Up to 10 cases of MDR-TB are detected here each year, according to the leading Irish specialist on TB, Dr Luke Clancy of Peamount Hospital, Dublin. He confirmed that the number of drug-resistant TB cases here was small but increasing and could pose a threat to Ireland if not properly addressed. "Ireland has between five and 10 cases (of MDR-TB) a year. We know that will increase. It's inevitable," he said yesterday.

Developed countries have a better chance of controlling the spread of MDR-TB, according to Dr Arata Kochi, director of the WHO Global TB programme. There were more resources for drug therapy and long-term treatment of patients, which was not the situation in developing countries.

Inconsistent or partial treatment of TB was the root cause of MDR-TB, Mr Bumgarner explained. Patients were either misdiagnosed and not treated for the MDR-TB strains, or they discontinued or took medication improperly.

Asked what Ireland should do to contain any spread of MDR strains, he suggested authorities had to "ensure that Ireland's TB treatment programmes are good" so new resistant strains were not being produced. One untreated, undetected patient typically infected 10 to 20 more a year, he said.

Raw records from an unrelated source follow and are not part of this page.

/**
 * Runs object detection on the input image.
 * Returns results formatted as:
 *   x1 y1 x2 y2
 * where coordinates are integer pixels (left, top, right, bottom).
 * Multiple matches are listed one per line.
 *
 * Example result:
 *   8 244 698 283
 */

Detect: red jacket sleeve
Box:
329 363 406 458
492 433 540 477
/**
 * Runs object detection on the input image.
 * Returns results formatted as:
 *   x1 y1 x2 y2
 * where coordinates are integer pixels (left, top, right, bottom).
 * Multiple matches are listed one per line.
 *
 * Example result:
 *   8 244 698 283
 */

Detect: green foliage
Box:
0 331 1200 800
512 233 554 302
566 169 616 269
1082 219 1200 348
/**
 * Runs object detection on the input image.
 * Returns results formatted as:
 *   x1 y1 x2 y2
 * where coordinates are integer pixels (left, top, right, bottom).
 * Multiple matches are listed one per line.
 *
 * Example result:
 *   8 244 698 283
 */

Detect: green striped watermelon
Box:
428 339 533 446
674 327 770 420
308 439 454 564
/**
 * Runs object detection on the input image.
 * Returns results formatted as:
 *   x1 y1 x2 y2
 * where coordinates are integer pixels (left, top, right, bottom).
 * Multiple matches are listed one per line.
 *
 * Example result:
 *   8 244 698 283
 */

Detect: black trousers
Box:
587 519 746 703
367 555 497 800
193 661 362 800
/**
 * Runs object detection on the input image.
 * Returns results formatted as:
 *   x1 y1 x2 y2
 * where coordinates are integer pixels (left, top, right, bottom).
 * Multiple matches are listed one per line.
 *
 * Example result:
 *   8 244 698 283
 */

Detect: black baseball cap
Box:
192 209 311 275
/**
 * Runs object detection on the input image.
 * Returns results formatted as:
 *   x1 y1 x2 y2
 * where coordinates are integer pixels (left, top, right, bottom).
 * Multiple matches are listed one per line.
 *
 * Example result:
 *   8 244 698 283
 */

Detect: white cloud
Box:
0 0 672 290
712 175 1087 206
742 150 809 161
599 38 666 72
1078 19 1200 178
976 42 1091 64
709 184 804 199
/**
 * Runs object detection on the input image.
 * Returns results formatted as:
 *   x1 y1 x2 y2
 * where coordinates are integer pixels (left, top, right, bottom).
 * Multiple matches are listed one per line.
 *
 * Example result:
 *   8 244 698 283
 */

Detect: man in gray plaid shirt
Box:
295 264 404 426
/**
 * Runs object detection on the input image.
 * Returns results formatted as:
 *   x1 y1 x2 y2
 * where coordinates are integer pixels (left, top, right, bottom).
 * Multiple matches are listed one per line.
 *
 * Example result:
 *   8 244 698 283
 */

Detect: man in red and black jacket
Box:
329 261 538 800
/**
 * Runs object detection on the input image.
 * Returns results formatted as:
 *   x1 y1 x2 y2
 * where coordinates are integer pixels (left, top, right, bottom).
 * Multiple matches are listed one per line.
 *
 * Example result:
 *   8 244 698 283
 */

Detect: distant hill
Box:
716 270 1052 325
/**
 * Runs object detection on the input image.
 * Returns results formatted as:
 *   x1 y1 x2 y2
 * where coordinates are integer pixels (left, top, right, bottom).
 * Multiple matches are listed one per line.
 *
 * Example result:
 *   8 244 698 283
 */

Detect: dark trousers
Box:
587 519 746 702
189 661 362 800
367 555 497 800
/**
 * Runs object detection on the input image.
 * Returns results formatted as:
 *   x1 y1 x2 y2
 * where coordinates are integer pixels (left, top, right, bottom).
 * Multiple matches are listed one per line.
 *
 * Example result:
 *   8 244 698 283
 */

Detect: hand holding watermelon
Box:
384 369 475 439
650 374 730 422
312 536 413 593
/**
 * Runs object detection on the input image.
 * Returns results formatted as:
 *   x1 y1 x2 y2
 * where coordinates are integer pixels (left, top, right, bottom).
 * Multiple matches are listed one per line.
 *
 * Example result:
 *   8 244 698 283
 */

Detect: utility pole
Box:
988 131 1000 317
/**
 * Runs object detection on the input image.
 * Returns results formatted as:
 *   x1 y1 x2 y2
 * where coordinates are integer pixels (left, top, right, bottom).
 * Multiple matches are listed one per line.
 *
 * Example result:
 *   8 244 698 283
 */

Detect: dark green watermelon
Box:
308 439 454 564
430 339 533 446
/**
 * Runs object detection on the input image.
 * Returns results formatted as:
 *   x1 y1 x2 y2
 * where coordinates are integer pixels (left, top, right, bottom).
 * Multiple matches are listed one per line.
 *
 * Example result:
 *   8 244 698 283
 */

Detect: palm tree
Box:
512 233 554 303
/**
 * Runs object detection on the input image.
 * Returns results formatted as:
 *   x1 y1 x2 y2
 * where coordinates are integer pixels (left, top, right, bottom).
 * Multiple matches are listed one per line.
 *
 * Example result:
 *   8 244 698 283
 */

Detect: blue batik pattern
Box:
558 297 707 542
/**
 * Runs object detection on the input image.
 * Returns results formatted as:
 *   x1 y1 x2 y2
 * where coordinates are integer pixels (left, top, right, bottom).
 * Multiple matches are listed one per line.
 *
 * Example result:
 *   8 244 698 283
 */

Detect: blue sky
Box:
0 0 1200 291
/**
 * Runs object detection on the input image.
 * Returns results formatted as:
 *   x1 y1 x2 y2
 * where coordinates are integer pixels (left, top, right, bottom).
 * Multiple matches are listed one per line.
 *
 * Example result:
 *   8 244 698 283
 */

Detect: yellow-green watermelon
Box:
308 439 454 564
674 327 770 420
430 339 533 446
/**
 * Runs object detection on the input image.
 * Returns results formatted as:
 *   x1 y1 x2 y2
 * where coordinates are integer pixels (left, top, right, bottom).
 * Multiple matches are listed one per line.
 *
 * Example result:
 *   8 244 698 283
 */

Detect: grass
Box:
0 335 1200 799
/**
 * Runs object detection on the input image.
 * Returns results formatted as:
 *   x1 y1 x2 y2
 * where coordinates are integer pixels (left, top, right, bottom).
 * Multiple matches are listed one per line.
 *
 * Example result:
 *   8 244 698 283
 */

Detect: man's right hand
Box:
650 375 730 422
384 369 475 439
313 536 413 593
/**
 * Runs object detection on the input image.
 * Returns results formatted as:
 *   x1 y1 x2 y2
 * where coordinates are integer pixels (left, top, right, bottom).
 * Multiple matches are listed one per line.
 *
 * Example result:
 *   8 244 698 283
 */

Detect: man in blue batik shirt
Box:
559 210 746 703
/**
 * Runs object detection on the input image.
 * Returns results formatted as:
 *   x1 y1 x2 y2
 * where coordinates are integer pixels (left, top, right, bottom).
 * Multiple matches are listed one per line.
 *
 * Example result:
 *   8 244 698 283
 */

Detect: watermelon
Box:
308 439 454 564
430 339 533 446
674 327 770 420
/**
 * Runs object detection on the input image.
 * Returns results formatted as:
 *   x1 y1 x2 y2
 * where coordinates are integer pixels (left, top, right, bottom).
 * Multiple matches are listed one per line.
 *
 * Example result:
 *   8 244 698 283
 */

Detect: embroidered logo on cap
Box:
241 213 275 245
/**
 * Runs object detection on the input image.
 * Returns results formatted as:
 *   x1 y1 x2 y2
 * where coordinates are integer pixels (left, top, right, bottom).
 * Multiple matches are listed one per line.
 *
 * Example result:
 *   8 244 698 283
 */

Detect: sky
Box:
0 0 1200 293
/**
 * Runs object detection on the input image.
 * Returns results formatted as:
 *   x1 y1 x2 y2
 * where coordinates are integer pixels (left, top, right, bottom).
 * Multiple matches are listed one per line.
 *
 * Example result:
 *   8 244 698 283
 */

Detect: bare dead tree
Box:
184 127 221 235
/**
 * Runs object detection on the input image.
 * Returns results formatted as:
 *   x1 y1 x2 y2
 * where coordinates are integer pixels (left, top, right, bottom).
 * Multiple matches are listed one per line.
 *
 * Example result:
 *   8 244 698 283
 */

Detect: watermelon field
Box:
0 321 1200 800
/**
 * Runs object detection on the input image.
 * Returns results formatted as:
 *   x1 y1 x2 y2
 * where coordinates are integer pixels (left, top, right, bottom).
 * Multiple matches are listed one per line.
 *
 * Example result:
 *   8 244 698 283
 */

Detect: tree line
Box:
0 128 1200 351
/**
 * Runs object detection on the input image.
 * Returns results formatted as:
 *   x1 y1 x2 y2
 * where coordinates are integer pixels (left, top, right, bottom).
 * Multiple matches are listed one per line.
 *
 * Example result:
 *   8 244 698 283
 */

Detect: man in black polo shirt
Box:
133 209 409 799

The WHO/CDC report, Anti-Tuberculosis Drug Resistance in the World, identified a number of countries, "hot zones" where between two and 22 per cent of all TB cases were MDR-TB strains. The work was based on testing carried out in 35 countries involving 50,000 TB cases.

The incidence of MDR-TB cases in Europe, and indications they will increase, has convinced WHO of the urgent need for a programme to monitor such strains of tuberculosis in each country, according to one of the report's authors, Dr Mario Raviglione of WHO Global TB Programme in Geneva. This should be in place within two years.